Olene Atkins Burdette

1934 - gloriously - 2002

Please Don't Take My Sunshine Away

    As I leave this compound body of flesh and blood

I will know it to be a transitory illusion

- from the Tibetan

Phowa Practice of

The Transference of Consciousness

 

 

 

Practice Guide

 

 

Supta Baddha Konasana

supine bound angle pose

 

3 - 5 minutes

Supta Virasana

supine hero pose

 

3 - 5 minutes

Prasarita Padottonasana w/ head supported forward bend with feet wide apart

 

1 - 3 minutes

Uttanasana w/ head supported

Standing forward bend

 

1 - 3 minutes

Adho Mukha Savanasana w/ head supported

Downward facing dog

 

1 - 3

minutes

 

Setubandha Sarvangasana - supported

Bridge pose

 

5 -10 minutes

 

Viparita Karani

5 -10 minutes

 

Savasana II

Relaxation on

lengthwise bolster

10 - 20 minutes

 

Asana Tips

Intense observation is intense practice.

- B.K.S. Iyengar

 

 

Emotional disturbance comes from the chest rather than the brain.  For the blood to circulate well and organs of perception to function well, the chest needs to be open.

- B.K.S. Iyengar

 

 

I talked briefly with Judith Lasater after my father died.  She said to do lots of restoratives.  You may know that her book on restoratives was born from her work with her own personal grief.  She knows it helps us to come to peace with situations that are difficult.  I took her advice.  I did lots of restoratives.  It really wasn’t a hard decision for me as I have become intrigued by my restorative practice.  I did have some concerns though.  With so little time to myself each day I worried that my regular practice was placed to much by the side as I filled practice time with study and restoratives.  We teach what we practice.  I was finding it difficult to teach active classes.  I was withdrawing.  Students may not have known the dynamics but we all felt the difference when my week had more active practice compared to mostly restoratives except, of course, during pranayama week, always stellar.

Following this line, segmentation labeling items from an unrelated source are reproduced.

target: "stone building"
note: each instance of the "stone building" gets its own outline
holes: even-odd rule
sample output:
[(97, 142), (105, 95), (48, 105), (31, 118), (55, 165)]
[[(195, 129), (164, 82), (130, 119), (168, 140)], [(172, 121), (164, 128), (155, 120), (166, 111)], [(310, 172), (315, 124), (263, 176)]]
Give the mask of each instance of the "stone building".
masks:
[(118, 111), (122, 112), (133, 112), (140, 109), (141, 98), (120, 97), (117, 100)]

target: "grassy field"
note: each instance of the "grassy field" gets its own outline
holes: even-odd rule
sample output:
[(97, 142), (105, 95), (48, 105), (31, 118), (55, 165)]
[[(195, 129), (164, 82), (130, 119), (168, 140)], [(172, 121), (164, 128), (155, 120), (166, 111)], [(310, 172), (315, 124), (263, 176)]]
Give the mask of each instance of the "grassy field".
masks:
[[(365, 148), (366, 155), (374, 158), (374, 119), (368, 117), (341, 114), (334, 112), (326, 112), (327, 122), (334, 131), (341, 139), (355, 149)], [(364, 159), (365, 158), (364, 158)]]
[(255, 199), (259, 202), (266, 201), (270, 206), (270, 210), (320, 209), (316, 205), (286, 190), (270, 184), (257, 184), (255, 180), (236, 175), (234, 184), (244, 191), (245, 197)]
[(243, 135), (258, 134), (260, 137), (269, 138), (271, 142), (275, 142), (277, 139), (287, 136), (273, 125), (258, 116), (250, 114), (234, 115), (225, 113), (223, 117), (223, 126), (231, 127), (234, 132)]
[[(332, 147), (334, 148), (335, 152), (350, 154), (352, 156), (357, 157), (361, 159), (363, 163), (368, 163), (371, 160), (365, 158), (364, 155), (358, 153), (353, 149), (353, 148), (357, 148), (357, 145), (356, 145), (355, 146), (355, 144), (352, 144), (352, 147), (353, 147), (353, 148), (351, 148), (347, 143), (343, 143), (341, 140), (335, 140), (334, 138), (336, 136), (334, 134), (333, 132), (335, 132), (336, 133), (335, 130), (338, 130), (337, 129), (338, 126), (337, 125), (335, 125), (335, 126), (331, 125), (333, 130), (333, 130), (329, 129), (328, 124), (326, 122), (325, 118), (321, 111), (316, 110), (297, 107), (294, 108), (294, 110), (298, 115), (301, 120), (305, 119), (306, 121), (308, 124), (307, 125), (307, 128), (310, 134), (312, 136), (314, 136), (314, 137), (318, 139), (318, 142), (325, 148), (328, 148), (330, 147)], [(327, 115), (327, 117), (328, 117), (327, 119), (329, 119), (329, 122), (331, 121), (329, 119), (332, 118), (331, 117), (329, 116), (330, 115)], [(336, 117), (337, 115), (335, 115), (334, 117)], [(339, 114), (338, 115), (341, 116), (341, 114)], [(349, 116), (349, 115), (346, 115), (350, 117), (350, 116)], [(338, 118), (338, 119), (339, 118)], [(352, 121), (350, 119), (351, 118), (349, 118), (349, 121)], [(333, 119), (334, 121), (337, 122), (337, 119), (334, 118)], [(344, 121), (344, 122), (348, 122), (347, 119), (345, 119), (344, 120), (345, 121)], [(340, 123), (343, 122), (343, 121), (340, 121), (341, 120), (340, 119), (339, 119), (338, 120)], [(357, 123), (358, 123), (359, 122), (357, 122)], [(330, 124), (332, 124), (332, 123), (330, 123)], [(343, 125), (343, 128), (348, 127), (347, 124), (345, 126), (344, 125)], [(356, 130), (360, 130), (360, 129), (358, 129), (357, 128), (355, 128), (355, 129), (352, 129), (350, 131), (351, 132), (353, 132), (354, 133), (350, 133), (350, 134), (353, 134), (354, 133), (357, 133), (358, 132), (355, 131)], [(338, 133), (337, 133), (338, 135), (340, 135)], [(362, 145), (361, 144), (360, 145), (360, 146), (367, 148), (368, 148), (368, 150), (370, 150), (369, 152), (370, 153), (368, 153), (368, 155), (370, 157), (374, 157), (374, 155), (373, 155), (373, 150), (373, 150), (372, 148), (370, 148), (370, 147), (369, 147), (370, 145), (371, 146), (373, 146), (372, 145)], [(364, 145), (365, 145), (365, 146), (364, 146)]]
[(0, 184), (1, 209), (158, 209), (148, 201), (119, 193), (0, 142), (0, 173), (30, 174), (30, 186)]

In early October I attended a workshop with George Purvis who renewed my enthusiasm for my course of study.  He spent so much time with the feet, he wanted us to know how to have “buff feet.”.  I have since reviewed a video I purchased at the Institute last year.  In this video, Guruji is admonishing, not the student who is the center of attention, but the  teachers that he has trained that do not have the patience to point out the details he is now describing.  Some details were very basic, some more difficult to see, but all within his teachers’ ability to see.  I thought of the times in class when I let an issue slide just because I didn’t feel like dealing with it that day.  I thought of the practices I had wasted, merely doing a posture so I could get a feel for it, but not really looking for more intensity. 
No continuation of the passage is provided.